Saisissant portrait d’une divine canaille

C’est un maître du cinéma russe, Andreï Konchalovski, qui tourne sa caméra vers un pan de vie de celle d’un autre maître, italien en l’occurence, le grand Michel-Ange. Cinéaste soucieux du cadre et de la lumière, il trouve là une belle occasion de travailler sur l’esthétisme tout en nous interrogeant sur une question souvent au cœur de son œuvre, celle des rapports de l’artiste avec le pouvoir.


C’est un portrait fascinant d’un artiste qui lutte pour survivre, somptueusement tourné, que nous livre Andreï Konchalovsky, qui montre qu’à 82 ans, il n’a rien perdu de sa capacité à surprendre. Né en 1937 dans une famille d’artistes (fils du célèbre poète communiste Sergey Mikhalkov et frère aîné d’un cinéaste primé à l’Académie, Nikita Mikhalkov), Andrei Sergeyevich Mikhalkov-Konchalovsky compte parmi les principaux réalisateurs russes de sa génération.
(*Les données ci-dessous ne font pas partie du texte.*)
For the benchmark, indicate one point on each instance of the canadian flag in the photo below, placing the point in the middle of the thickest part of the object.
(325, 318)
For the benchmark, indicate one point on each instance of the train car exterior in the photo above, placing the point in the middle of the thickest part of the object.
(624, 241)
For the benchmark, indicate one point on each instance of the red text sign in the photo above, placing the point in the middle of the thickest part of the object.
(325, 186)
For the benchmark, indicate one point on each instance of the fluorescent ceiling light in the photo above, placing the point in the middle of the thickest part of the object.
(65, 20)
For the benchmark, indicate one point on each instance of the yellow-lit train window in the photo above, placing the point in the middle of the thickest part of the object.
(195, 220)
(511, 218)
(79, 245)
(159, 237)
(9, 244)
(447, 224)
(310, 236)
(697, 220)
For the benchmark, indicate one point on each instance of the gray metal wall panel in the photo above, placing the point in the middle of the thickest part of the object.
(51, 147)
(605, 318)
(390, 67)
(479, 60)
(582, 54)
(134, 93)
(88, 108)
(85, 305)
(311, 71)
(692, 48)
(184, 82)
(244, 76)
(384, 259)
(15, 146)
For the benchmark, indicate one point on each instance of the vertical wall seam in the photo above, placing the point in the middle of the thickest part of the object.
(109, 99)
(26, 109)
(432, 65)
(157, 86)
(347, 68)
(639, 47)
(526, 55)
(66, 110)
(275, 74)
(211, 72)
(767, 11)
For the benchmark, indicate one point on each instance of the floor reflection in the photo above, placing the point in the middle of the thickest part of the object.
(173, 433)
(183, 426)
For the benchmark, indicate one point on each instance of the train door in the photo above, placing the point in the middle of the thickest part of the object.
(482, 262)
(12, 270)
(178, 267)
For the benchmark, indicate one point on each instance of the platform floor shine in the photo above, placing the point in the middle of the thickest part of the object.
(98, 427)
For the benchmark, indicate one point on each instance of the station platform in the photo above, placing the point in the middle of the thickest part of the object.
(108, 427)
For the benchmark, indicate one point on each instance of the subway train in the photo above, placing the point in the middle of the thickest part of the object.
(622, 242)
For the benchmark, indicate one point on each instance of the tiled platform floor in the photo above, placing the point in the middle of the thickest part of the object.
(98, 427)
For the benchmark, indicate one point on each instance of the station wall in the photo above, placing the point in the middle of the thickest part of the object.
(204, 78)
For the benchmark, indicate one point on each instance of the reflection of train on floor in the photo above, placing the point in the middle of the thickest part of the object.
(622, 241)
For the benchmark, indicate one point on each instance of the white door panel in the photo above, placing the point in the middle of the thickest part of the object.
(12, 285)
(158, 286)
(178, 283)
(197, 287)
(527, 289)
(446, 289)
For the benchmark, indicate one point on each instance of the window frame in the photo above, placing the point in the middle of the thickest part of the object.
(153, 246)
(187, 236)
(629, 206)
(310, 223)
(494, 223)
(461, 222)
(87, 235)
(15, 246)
Après avoir affirmé sa volonté de ne pas faire un biopic traditionnel, Konchalovsky tient parole, livrant une approche presque révisionniste d’un Michel-Ange présenté comme une divine canaille, un génie sauvage quasi dément, qui plonge et plonge encore, tourmenté par ses échecs apparents et ses démons intérieurs.


Konchalovsky et la co-écrivaine Elena Kiseleva se concentrent sur la période de la carrière du maître de la Renaissance où il essayait de jongler, ou plutôt de manœuvrer entre les exigences conflictuelles de deux dynasties en guerre. Le film dévoile ainsi le lien profond entre la rivalité constante qui existait au sein des pouvoirs politico-religieux et les artistes au service des caprices des vainqueurs temporaires. Michel-Ange est un regard sur une histoire sinistre et sur la vie réelle de personnages pris au piège de manipulations et de conflits de domination ; c’est une image brute – et souvent cruelle – de villes noyées dans le mensonge et dans l’insalubrité de le leurs rues.
Avec ses joues crevassées et sa barbe noire pointue, Alberto Testoni a les traits caractéristiques du maître florentin, tandis que ses yeux flamboyants confèrent à son personnage un aspect inquiétant, façon Raspoutine. C’est un génie résolument abattu, mal entretenu, sale, et profondément ambigu qui s’indigne d’un côté avec rage de créer « toute cette beauté pour des proxénètes, des tyrans et des assassins », mais qui empoche complaisamment des fortunes de ces mêmes individus avec guère d’honnêteté… Michel-Ange raconte ainsi l’histoire d’un homme qui a en fait terriblement peur de la pauvreté. Un être pétri de paradoxes… fier mais profondément anxieux, dur mais avec un cœur bienveillant, fort mais se sentant si souvent impuissant. Nous voyons se dessiner Michel-Ange comme un homme au don inexplicable et à l’ambition avisée, un génie animé par la cupidité et le désir compréhensible de rester le meilleur à une époque où la renommée de Léonard de Vinci s’étend amplement, tandis que Pinturicchio, Pietro Perugino et surtout Raffaello, attirent aussi de nombreux regards. Rome et Florence sont alors deux réalités auxquelles Michel-Ange ne pouvait pas échapper, jouant dans le dos de ses collègues rivaux, car l’artiste se savait le meilleur de tous et ne voulait pas cesser de le montrer. L’orgueil et l’avarice sont clairement ces péchés qui le conduisent aux confins de la folie. Ces mêmes vices sont mis en évidence par Dante Alighieri, le poète du XIVe siècle, dans L’Enfer, la première partie de sa Divine Comédie que Michel-Ange connaissait par cœur et qui l’obsédait. Autre obsession très différente… les blocs de marbre des Alpes Apuanes. Ce matériau si précieux, sur lequel Konchalovsky se concentre métaphoriquement en racontant la sueur et la fatigue de l’extraction du fameux bloc unique, appelé « le monstre » par les courageux carriéristes de Carrare.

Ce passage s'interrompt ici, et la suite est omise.